I wanted to learn more about DNS, and I happened to have a copy of Computer Networking: A Top-Down Approach 4th Edition lying around.
Section 2.5.1 (page 132) suggests using DNS as a load balancer:
DNS is also used to perform load distribution among replicated servers, such as replicated Web servers. Busy sites, such as
cnn.com
, are replicated over multiple servers, with each server running on a different end system and each having a different IP address. For replicated Web servers, a set of IP addresses is thus associated with one canonical hostname. The DNS database contains this set of IP addresses. When clients make a DNS query for a name mapped to a set of addresses, the server responds with the entire set of IP addresses, but rotates the ordering of the addresses within each reply. Because a client typically sends its HTTP request message to the IP address that is listed first in the set, DNS rotation distributes the traffic among the replicated servers.
On systems I've worked on, load distribution is done by directing all traffic to a load balancer or proxy, which forwards the request to a replica. The DNS-based strategy described here seems brittle:
- You're dependent on the DNS server rotating the list of IP addresses it sends back to clients.
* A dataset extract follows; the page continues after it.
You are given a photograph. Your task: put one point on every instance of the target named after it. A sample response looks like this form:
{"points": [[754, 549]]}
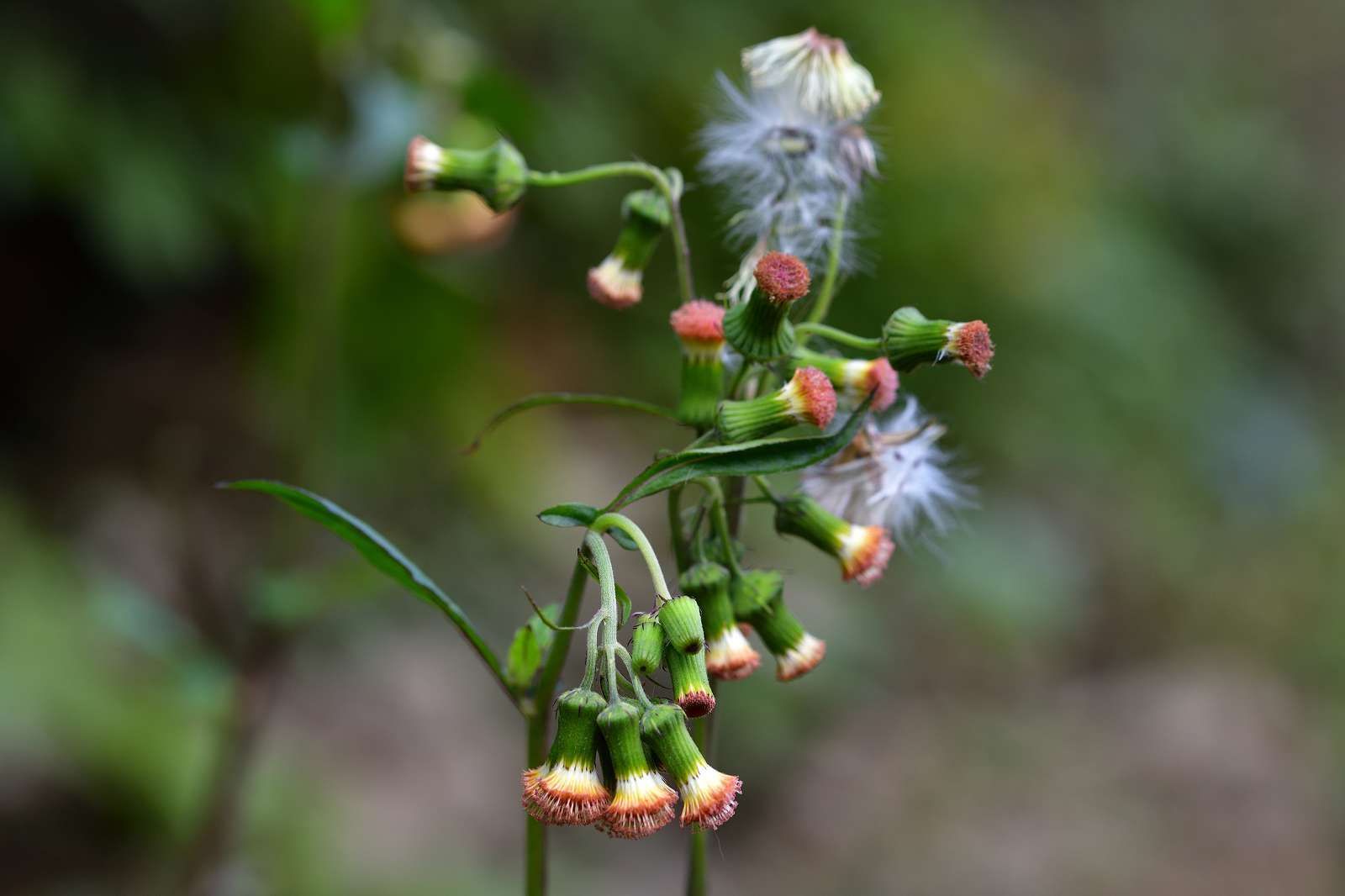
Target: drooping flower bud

- You're dependent on clients always taking the first IP in the list.
- If you add or remove a server from your cluster, you have to propagate the change through DNS. It can take 24 - 48 hours for the majority of DNS caches to roll over and load your change (the book says so, and I have personal experience with this). If you have four servers and one crashes suddenly, a quarter of requests fail for the next 24 hours.
- Since the load distribution mechanism lives outside your system, you don't have much to go on if one of your servers is getting overloaded.
This edition came out in 2008, and a lot has changed on the internet since then. Is this DNS-based load distribution strategy outdated? Are there still reasons to use it?